Никто не двинулся с места.
«Куда собрался? Что за орудье такое?..» – гадал про себя Ворон.
– Учитель… – первым всхлипнул Шагала.
Деревенский сиротка только привыкал к строгой и святой длани названого отца. Слишком страшно было снова ощутить вместо неё пустоту.
– Учитель за вас!.. – яростно, страдальчески, сквозь зубы выкрикнул Лихарь. – Себя не щадя!.. А вы!.. Трудили бы себя как должно, вместо него пошли бы сейчас!..
«Нас коришь, а сам почто? Ну да. Тебе же нас дальше вести…»
– Бегите уж, детушки, – повторил Ветер. Встал, отряхнул ношеный обиванец. – Рано плакать, может, Справедливая попустит, вернусь.

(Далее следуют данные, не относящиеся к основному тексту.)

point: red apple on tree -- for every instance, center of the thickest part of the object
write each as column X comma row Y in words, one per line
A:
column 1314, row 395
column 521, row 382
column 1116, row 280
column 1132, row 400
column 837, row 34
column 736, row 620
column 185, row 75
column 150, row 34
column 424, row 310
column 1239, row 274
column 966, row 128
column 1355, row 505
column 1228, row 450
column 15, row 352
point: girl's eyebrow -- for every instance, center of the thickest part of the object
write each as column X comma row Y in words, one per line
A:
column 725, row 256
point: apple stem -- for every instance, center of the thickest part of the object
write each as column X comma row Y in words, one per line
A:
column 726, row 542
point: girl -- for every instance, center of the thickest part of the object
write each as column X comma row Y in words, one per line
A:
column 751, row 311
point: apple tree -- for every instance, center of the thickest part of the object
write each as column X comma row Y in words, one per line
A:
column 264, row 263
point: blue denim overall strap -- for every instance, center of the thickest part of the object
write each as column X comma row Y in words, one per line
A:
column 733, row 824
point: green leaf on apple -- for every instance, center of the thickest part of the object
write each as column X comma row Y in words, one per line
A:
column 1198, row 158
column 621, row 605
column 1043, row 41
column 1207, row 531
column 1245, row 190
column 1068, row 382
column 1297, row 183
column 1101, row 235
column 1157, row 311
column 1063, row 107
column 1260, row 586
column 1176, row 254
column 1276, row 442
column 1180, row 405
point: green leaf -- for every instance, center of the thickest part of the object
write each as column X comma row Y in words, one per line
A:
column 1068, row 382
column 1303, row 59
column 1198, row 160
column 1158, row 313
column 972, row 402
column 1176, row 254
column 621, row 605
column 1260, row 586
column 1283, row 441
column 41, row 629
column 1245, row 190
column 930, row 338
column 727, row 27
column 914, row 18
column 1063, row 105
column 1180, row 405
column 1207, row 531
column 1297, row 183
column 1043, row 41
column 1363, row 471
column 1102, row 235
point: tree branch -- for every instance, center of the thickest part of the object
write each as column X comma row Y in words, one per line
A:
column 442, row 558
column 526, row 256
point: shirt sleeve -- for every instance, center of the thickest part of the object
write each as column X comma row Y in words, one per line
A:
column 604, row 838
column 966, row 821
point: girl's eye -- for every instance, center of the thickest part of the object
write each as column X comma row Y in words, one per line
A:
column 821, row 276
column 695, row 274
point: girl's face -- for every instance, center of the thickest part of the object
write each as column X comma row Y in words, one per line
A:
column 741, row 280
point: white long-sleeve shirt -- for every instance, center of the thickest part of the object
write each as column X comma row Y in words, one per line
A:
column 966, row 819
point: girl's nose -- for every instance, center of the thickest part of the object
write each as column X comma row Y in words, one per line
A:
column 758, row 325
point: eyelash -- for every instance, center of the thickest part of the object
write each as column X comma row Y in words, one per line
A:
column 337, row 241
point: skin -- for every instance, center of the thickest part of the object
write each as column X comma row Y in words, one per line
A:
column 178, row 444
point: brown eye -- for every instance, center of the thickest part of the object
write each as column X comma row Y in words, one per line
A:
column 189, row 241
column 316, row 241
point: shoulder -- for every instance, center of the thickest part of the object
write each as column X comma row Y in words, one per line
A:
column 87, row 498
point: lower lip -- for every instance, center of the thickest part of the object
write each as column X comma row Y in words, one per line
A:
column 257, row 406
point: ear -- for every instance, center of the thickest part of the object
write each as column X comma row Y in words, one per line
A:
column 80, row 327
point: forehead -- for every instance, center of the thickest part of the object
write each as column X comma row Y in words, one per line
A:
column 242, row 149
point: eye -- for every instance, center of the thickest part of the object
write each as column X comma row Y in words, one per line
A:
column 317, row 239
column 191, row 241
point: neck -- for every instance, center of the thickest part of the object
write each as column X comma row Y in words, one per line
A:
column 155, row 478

Ворона подхватила жаркая волна. Он не стал проталкиваться вперёд, хватило и голоса.
– Учитель! Возьми с собой!
Уноты, начавшие бормотать, сразу услышали и замолкли. Он почувствовал на себе десятки глаз. Нахмурился, выставил челюсть:
– Я ведь послужу… пригожусь.
Ветер, уже повернувшийся уходить, остановился. Обернулся – медленно, словно ушам не поверив.
– Ты мне?.. Пригодишься?
Лихарь махнул рукой, досадливо отвернулся: что с таким рассуждать, всё дурню пестюшки. Ворон покраснел, почувствовал себя отроком, лезущим в боярский совет, но не отступился.
– А вот пригожусь!
– Да ну тебя, – отказывая, повёл головой Ветер. – Что выдумал. Ещё тебе пропадать? Только имя обрёл!
Ворон увидел перед собой холодницу, столб, цепь смертника, что ещё:
– Коли нет, имя забери, не по мне честь.
Дерзость была неслыханная. Шагала открыл рот, да так и забыл. У Лихаря округлились глаза, рука пошла к ножнам. Ворон будто не заметил. Глядел из-под сдвинутых бровей прямо, стоял крепко, развернув плечи.
Ветер смотрел на него пристально, как впервые увидев. Вот усмехнулся… покачал головой… негромко рассмеялся. Лихарь опустил руку. Ученики тоже стали хихикать, неуверенно, не вполне разумея над чем, но с большим облегчением. Источник был не из тех, кто, вот так отсмеявшись, выносит жестокие приговоры.